Дальше произошло то, что Элизабет никогда от себя не ожидала. Этого не могло привидеться даже в самом жутком сне. Она, с силой (так что побелели костяшки пальцев) сжала солнечный зонт — трость, который ей в подарок сделал муж. И в следующий момент, орудуя ей как батогом: набросилась профессуру.
— Ах вы, нехристи! Ах, немчура поганая! Маразматики ….
Такого потока ругательств и проклятий, ещё никто и некогда от неё не слышал. Она лупила всех, до кого только могла дотянуться. А когда иностранные учителя обратились в бегство, то доставалось тем, кого она догоняла. Так гоняя своих врагов, Элизабет оказалась во внутреннем дворе, где были построены те из её школяров, кого не отчислили: перед ними, в большом костре горели учебники, написанные ей. Увиденное безобразие, только усилило её ярость, и она с большей силой стала наносить удары — избивая иностранных медиков: позволивших посягнуть на самое святое — на развитие медицины. Так она и гоняла наглецов: вызвав этим дружный хохот учеников, пока окончательно не сломался бамбуковый зонт. И группа стрельцов — прибывшая на всякий случай (для усмирения студентов), не схватили её за руки. Спасая иноземцев от дальнейшей расправы.
— Елизавета Семёновна, будет вам матушка. — Успокаивающе говорил один из удерживающих её стрельцов. — Вы и уже так хорошо дали им на ум. Будет с них.

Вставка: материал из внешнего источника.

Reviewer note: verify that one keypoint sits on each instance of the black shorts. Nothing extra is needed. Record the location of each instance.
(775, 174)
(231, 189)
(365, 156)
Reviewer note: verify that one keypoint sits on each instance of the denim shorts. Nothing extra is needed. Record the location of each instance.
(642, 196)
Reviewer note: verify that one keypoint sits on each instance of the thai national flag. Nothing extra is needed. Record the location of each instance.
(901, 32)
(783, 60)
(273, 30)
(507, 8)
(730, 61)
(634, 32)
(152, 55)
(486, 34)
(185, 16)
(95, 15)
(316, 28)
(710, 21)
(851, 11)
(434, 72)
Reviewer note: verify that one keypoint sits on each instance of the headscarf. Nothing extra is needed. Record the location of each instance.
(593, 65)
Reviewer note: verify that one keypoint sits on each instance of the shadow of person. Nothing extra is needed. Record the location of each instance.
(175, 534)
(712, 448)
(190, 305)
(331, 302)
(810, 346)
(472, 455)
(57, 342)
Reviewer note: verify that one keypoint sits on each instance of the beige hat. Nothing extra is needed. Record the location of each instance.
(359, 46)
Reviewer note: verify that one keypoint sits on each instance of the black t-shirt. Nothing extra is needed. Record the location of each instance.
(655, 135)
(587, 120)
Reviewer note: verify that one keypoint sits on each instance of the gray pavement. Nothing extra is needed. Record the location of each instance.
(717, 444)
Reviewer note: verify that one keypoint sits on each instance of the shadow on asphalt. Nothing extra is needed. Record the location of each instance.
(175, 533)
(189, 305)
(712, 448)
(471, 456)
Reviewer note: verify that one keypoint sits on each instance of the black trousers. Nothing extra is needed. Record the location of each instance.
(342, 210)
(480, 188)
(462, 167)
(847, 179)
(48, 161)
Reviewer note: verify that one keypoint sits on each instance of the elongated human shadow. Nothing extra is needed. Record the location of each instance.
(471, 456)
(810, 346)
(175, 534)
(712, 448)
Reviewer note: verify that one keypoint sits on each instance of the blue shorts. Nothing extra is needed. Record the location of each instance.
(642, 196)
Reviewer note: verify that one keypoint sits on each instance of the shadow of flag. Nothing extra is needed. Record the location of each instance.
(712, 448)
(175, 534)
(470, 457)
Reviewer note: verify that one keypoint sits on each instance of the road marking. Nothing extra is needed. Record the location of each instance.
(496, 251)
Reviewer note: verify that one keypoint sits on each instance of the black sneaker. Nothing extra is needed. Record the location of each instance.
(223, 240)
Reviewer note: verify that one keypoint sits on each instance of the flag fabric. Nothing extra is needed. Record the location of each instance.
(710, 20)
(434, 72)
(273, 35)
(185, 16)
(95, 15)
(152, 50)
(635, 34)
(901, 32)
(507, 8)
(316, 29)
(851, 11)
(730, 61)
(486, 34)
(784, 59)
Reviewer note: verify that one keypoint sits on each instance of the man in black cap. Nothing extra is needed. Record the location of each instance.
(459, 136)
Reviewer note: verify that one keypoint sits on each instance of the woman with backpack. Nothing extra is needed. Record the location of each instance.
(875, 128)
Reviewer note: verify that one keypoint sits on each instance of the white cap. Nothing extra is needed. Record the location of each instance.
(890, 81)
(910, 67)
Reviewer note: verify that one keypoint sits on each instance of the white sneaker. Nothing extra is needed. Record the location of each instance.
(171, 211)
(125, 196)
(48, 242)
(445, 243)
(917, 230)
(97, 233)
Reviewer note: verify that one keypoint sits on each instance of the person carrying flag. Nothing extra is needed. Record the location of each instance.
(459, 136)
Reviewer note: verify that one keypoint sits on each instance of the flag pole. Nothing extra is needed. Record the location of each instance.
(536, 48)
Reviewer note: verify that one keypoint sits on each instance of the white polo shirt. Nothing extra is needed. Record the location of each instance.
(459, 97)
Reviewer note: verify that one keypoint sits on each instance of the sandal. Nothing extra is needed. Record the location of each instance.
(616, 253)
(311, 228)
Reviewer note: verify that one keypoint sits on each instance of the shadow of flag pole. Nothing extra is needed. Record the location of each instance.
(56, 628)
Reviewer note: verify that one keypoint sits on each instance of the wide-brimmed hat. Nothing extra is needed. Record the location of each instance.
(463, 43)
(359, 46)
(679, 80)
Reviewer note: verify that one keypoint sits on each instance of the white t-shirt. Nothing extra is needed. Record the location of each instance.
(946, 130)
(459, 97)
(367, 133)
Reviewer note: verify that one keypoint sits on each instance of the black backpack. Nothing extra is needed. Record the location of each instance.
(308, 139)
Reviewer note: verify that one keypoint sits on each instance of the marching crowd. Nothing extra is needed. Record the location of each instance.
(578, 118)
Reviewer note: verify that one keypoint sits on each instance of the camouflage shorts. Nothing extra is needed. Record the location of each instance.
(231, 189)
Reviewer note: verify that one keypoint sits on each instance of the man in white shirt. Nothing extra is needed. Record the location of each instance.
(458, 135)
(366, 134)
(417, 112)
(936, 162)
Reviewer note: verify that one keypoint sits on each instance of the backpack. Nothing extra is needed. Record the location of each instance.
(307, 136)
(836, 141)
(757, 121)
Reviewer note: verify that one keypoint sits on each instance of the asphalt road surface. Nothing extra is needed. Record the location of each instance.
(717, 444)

— Так они! … — Лиза запнулась не в силах совладать с собственным голосом.
— Мы всё знаем матушка. — Также тихо, сказал другой воин. Но ни приведи господь, кого-то насмерть пришибёте, не стоят они того.

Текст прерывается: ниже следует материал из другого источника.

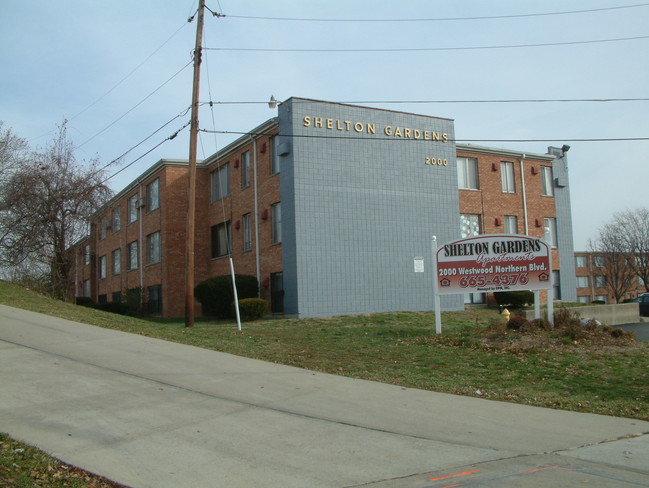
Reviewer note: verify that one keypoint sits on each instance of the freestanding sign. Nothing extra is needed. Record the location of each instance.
(492, 263)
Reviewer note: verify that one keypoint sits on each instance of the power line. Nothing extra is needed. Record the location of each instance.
(520, 100)
(134, 107)
(129, 74)
(422, 49)
(441, 19)
(172, 136)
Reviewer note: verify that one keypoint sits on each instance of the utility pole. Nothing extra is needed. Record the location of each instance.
(191, 190)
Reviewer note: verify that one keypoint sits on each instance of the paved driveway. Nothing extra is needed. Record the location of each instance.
(150, 413)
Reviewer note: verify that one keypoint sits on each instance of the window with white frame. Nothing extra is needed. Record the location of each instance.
(276, 222)
(133, 261)
(547, 181)
(550, 231)
(245, 169)
(117, 261)
(132, 209)
(469, 225)
(247, 233)
(117, 219)
(511, 224)
(102, 267)
(274, 156)
(153, 248)
(467, 174)
(153, 195)
(220, 235)
(220, 182)
(507, 177)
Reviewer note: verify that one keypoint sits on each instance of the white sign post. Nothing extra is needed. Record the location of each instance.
(492, 263)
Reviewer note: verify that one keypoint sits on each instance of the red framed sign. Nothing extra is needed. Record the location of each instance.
(495, 262)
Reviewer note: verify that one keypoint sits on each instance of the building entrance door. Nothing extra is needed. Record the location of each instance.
(277, 292)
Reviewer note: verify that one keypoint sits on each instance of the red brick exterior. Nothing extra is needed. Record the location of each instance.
(170, 219)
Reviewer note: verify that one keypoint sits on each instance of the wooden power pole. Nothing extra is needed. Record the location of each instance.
(191, 190)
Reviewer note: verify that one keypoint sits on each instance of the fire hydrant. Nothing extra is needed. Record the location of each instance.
(505, 315)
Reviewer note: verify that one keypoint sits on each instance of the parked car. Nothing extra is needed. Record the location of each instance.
(643, 303)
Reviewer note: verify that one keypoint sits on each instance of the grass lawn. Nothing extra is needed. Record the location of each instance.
(586, 372)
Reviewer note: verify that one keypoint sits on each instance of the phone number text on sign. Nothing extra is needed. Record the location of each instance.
(493, 263)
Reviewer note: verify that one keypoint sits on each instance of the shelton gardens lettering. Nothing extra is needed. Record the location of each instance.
(497, 248)
(370, 128)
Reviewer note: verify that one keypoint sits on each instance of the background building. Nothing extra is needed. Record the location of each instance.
(329, 205)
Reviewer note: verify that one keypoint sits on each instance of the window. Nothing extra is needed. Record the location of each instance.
(247, 233)
(153, 195)
(155, 299)
(245, 169)
(274, 156)
(102, 267)
(117, 220)
(132, 209)
(220, 239)
(221, 182)
(550, 234)
(153, 248)
(548, 186)
(132, 255)
(469, 225)
(276, 222)
(467, 173)
(117, 261)
(103, 226)
(507, 177)
(511, 224)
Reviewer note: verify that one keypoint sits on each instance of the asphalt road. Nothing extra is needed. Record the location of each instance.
(149, 413)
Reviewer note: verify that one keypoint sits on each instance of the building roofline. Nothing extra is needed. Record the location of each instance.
(312, 100)
(502, 152)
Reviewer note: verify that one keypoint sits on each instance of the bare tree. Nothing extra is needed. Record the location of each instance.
(633, 227)
(45, 206)
(610, 248)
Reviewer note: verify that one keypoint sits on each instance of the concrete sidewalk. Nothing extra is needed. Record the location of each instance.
(149, 413)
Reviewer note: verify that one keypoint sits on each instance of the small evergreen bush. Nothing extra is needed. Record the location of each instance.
(516, 299)
(216, 295)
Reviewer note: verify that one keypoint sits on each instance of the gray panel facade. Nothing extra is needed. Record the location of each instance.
(565, 241)
(359, 208)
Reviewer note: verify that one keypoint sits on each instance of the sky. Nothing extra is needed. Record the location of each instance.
(121, 74)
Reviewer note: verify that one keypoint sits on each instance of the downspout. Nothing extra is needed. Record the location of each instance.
(525, 218)
(256, 198)
(141, 245)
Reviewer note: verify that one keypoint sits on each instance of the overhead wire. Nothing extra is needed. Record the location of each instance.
(440, 19)
(422, 49)
(134, 107)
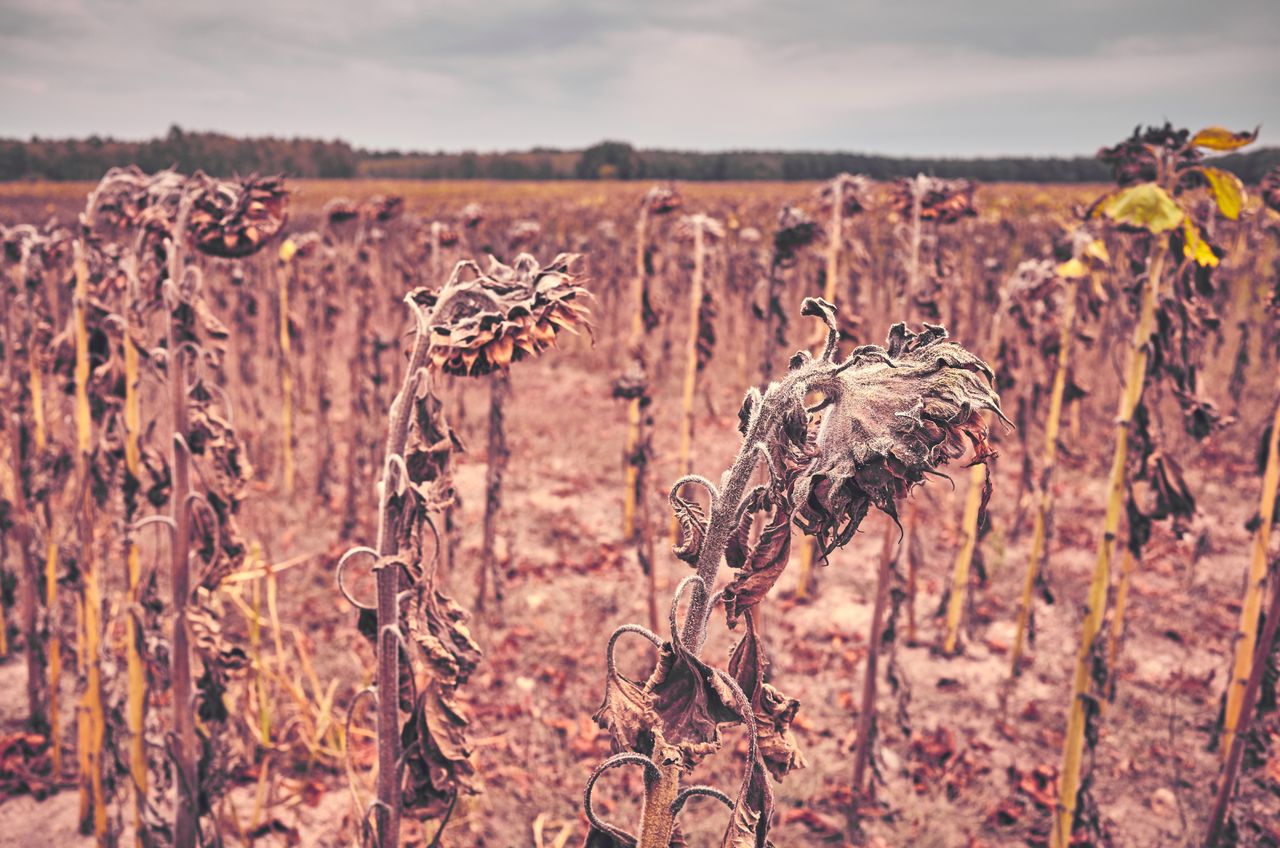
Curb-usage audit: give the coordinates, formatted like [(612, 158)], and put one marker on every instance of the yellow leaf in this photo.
[(1072, 269), (1228, 191), (1223, 138), (1144, 205), (1196, 247)]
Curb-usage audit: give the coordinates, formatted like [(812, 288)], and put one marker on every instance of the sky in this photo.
[(900, 77)]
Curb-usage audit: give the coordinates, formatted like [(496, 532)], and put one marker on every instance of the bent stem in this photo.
[(1066, 333), (1244, 661), (632, 493), (867, 715), (91, 712), (1083, 698), (1248, 701), (388, 586)]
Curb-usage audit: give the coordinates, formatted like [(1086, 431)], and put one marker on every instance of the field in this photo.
[(963, 753)]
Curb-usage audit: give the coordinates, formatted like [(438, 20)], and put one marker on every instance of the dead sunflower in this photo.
[(942, 200), (853, 190), (895, 415), (485, 320), (233, 219), (662, 200)]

После этих слов, на Лизу накатила сильнейшая усталость, казалось не осталось сил даже на то чтобы передвигать ноги. Вокруг ещё чего-то говорили, затем её куда-то повели, но это уже ничего не значило.
Апатия начала проходить, когда за ней с грохотом задвинули засов. И молодая женщина, осознала, что находится в тёмной сырой камере, со сводчатым потолком. Под ногами у неё находится подстилка из гнилой соломы, а единственный источник слабого света — это небольшое зарешеченное окошко, находящееся почти под самым потолком. Она, с ужасом осмотрела место своего заточения, пощупала руками влажные стены и обречённо села в дальнем углу. Разреветься навзрыд ей не давало воспитание, но слёзы обиды, сами собой обильно потекли по её щёкам. Благо рядом никого не было, и никто не мог этого видеть.

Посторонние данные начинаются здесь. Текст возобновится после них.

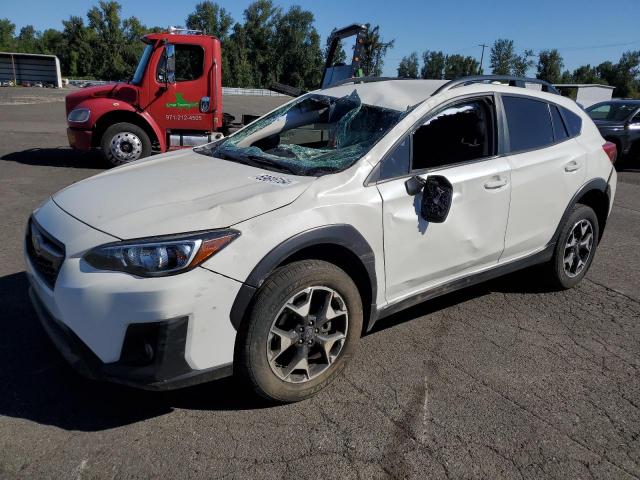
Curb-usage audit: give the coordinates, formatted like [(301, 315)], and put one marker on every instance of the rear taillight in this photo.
[(611, 150)]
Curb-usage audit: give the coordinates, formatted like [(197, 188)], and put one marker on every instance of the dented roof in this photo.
[(393, 94)]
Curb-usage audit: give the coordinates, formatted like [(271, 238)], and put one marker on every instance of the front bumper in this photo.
[(154, 333), (79, 139), (152, 359)]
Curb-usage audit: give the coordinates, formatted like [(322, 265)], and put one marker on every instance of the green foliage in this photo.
[(408, 67), (373, 52), (211, 19), (550, 65), (434, 64), (7, 32), (501, 59)]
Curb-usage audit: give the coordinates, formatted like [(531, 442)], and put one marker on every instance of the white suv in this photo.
[(270, 252)]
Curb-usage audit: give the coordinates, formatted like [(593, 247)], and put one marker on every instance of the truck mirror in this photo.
[(170, 63)]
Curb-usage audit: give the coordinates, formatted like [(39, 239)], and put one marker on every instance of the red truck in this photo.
[(174, 99)]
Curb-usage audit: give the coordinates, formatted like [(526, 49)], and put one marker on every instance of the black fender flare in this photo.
[(599, 184), (343, 235)]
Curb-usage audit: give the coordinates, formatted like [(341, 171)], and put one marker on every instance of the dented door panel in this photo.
[(419, 254)]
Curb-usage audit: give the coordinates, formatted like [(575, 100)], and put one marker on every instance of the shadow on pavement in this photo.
[(57, 157), (36, 383)]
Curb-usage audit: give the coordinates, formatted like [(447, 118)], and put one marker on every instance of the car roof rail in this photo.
[(509, 79), (364, 80)]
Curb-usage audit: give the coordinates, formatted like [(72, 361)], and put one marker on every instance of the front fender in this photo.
[(100, 107)]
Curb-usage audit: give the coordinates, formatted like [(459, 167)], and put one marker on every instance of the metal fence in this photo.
[(261, 92)]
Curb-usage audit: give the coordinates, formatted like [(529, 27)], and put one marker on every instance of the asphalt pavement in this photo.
[(502, 380)]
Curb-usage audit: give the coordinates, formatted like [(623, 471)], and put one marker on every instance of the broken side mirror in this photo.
[(437, 195)]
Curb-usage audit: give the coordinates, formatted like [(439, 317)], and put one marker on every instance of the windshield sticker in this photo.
[(181, 103), (280, 181)]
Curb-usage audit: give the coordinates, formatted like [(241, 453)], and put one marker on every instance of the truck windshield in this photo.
[(142, 65), (312, 136)]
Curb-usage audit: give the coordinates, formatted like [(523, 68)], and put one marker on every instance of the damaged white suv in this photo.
[(269, 253)]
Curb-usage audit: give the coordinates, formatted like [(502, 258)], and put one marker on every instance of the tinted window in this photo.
[(456, 134), (617, 112), (189, 63), (396, 163), (559, 130), (573, 122), (529, 123)]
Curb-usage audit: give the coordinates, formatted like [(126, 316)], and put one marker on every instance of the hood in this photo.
[(122, 91), (177, 193)]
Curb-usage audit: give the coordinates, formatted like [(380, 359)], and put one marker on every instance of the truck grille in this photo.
[(45, 252)]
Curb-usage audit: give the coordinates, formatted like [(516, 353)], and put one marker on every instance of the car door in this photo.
[(548, 167), (175, 103), (458, 142)]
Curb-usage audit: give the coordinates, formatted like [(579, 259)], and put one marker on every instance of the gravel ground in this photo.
[(502, 380)]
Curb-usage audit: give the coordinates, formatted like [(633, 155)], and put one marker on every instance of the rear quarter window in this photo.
[(528, 122), (572, 121)]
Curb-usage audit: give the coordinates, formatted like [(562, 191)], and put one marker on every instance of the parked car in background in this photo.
[(269, 252), (619, 122)]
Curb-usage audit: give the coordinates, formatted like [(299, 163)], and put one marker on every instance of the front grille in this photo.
[(45, 252)]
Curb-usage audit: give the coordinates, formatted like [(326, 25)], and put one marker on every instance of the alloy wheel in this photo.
[(308, 334), (578, 248)]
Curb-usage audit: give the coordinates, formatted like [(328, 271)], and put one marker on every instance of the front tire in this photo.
[(124, 143), (301, 331), (576, 248)]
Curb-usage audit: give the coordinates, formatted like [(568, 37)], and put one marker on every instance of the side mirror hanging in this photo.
[(437, 195)]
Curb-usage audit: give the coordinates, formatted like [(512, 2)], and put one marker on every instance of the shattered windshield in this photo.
[(313, 136)]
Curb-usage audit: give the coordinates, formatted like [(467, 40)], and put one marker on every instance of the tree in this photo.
[(586, 74), (211, 19), (433, 65), (7, 32), (52, 42), (550, 65), (408, 67), (239, 73), (28, 40), (520, 64), (373, 52), (297, 53), (260, 18), (501, 59), (457, 66)]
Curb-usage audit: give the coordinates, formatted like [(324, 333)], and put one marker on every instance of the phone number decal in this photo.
[(183, 117)]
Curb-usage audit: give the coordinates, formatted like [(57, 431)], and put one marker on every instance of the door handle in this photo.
[(571, 166), (497, 182)]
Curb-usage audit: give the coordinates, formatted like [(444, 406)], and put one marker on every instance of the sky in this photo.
[(585, 31)]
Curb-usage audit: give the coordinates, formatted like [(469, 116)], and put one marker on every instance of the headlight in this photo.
[(79, 115), (159, 256)]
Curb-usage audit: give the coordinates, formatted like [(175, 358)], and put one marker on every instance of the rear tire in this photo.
[(123, 143), (308, 308), (575, 249)]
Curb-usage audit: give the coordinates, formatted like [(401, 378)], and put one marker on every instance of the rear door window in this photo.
[(459, 133), (529, 123)]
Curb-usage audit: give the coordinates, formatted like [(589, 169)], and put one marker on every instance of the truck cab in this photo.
[(173, 100)]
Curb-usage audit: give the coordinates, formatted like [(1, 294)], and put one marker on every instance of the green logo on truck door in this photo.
[(182, 103)]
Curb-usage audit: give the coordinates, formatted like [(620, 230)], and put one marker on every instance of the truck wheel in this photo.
[(125, 142), (575, 249), (301, 331)]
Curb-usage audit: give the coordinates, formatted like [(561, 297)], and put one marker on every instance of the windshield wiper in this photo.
[(254, 161), (258, 161)]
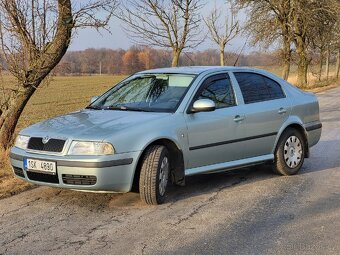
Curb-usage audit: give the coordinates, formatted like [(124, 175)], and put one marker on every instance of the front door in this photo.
[(213, 135)]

Примерно через три часа — не меньше, послышались чьи-то шаги, по мере приближения, они становились громче и отчётливее. Когда они поравнялись с дверью её темницы, то остановились и снова с шумом сдвинулся засов. Кто-то пока невидимый, потихоньку открыл дверь, и его неразборчивый в темноте силуэт перешагнул через порог.
— Елизавета Семёновна, как вы тут сердечная? — Поинтересовался вошедший.
— Слава богу, неплохо. Только зябко немного.
— Голубушка тут я вам тулупчик принёс, не побрезгуйте матушка. И в горшке, ботвиньи с рыбкой принёс и хлебца немного он свежий, сегодня выпечен. Позднее кваска принесу и сухой тюфячок. Вы только не обижайтесь на нас, за то, что вас сюда посадили. Но мы на службе, а вы таким смертным боем немчуру гоняли. Вот они и вытребовали для вас это заточение. Как суд будет, мы все за вас слово своё скажем, а не поможет, так в набат ударим.
— Спасибо тебе, прости, не знаю, как к тебе обращаться.
— Так Егорка я, Иванов сын. — По голосу можно было понять, что говоривший мужчина немного смутился.
— Благодарю тебя Егор Иванович, в век твоё добро не забуду.
— Не стоит, благодетельница ты наша, чем можем, тем тебе и поможем. — Сказал он, выходя из камеры и закрывая дверь.
Ботвинья была ещё тёплая, густая и наваристая. Не смотря на то, что Елизавета проголодалась, ела она, не спеша — по-другому не позволяло воспитание. Тем более, принесённый стрельцом тулуп, начал уже согревать. Благодаря чему, ситуация в которой она оказалась, воспринималась уже не столь критично. Узница даже начала немного дремать, когда снова услышала звук отодвигаемого засова запирающего дверь её темницы.
— Елизавета Семёновна, не пугайтесь это мы.
На сей раз, стрельцов было двое. Один из них подсвечивал горящим факелом и нёс кувшин, скорее всего в нём был обещанный квас, а его товарищ держал в руках что-то похожее на матрац.
Они подошли к заключённой и тот, который нёс мешок, положил его рядом с Лизой.
— Тут такое дело боярыня, — заговорил стрелец держащий факел, по голосу Лиза узнала в нём Егора, — Твой муж, прознал о том бесчинстве, учинённом германцами. Ну и решил их наказать.
Вот.
Сердце Элизабет учащённо забилось в предчувствии чего-то нехорошего.
— Что с ним!? — Не сдержавшись, выкрикнула она.
— Боярыня не бойтесь, с ним всё в порядке. — Заговорил второй — молодой стрелец с только что начавшей пробиваться жиденькой порослью на лице. Просто он легко ранил двух иноземных учителей, а одного австрияку, кажется, серьёзно подранил.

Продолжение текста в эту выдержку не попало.